Last Updated

21 May 2019

Malaria Vaccines for the World 2019: Day 2

MESA Correspondents bring you cutting-edge coverage from the 5th International Conference on Malaria Vaccines for the World (MVW).

 

SESSION 5: RECENT ADVANCES – SPOROZOITE AND LIVER-STAGE VACCINES

Sheetij Dutta (Walter Reed Army Institute of Research) opened the day with a presentation on studies determining in vitro and in vivo correlates of circumsporozoite protein (CSP) based immunotherapeutics.

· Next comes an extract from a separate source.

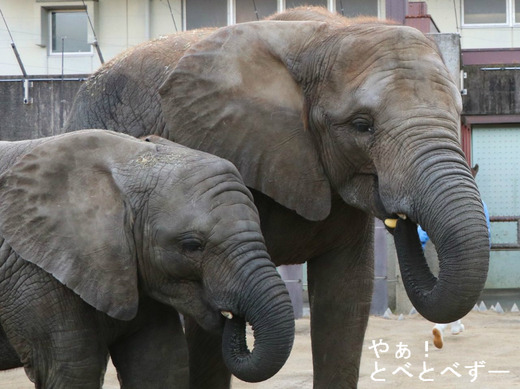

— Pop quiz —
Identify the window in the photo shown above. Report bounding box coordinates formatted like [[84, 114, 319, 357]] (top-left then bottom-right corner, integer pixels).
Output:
[[336, 0, 377, 17], [235, 0, 277, 23], [185, 0, 228, 30], [49, 10, 92, 54], [462, 0, 520, 27]]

He defended that vaccines able to induce polyclonal responses that recapitulate the activity of monoclonal antibodies (mAbs) may be more cost-effective than deploying mAbs.

Ayman Khattab (University of Helsinki) presented how the N-terminal region of CSP may mediate immune evasion by hijacking the complement inhibitor protein complex C4bp. The N-terminal seems to provide a crucial function to the sporozoite and it is immunogenic, which points to a possible target to improve the RTS,S vaccine.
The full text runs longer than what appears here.